2. Bagaimana Penerapan Hukum Undang-Undang ITE No. 19 Tahun 2016 Terhadap Tindak
Pelanggaran Hak Privasi Membuka Isi Handphone (HP) Siswa Pada Saat Razia di
Lingkungan Sekolah?
RUMUSAN MASALAH 2
1. Bagaimana Perbandingan Perlindungan Hukum Terhadap Korban dan Pelaku Tindak
Pidana Cyberbullying di dasarkan atas Asas Equality Before The Law di Kalangan Remaja?
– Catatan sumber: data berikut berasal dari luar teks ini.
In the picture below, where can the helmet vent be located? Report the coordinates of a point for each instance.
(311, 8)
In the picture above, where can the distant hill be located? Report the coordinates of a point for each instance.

2. Bagaimana Kendala dan Upaya Aparat Kepolisian Polresta Surakarta dalam Mengatasi
Tindak Pidana Cyberbullying di Surakarta?

TUJUAN MASALAH 1
1. Untuk mengetahui Pihak Sekolah Diperbolehkan atau Tidak Menyita dan Mengecek Isi
Data Pribadi di dalam Handphone (HP) Siswa Pada Saat Razia Media Elektronik di
Lingkungan Sekolah?
2. Untuk mengetahui Penerapan Hukum Undang-Undang ITE No. 19 Tahun 2016 Terhadap
Tindak Pelanggaran Hak Privasi Membuka Isi Handphone (HP) Siswa Pada Saat Razia di
Lingkungan Sekolah?

TUJUAN MASALAH 2
1. Untuk mengetahui Perbandingan Perlindungan Hukum Terhadap Korban dan Pelaku
Tindak Pidana Cyberbullying di dasarkan atas Asas Equality Before The Law di Kalangan
Remaja.
2. Untuk mengetahui Kendala dan Upaya Aparat Kepolisian Polresta Surakarta dalam
Mengatasi Tindak Pidana Cyberbullying di Surakarta.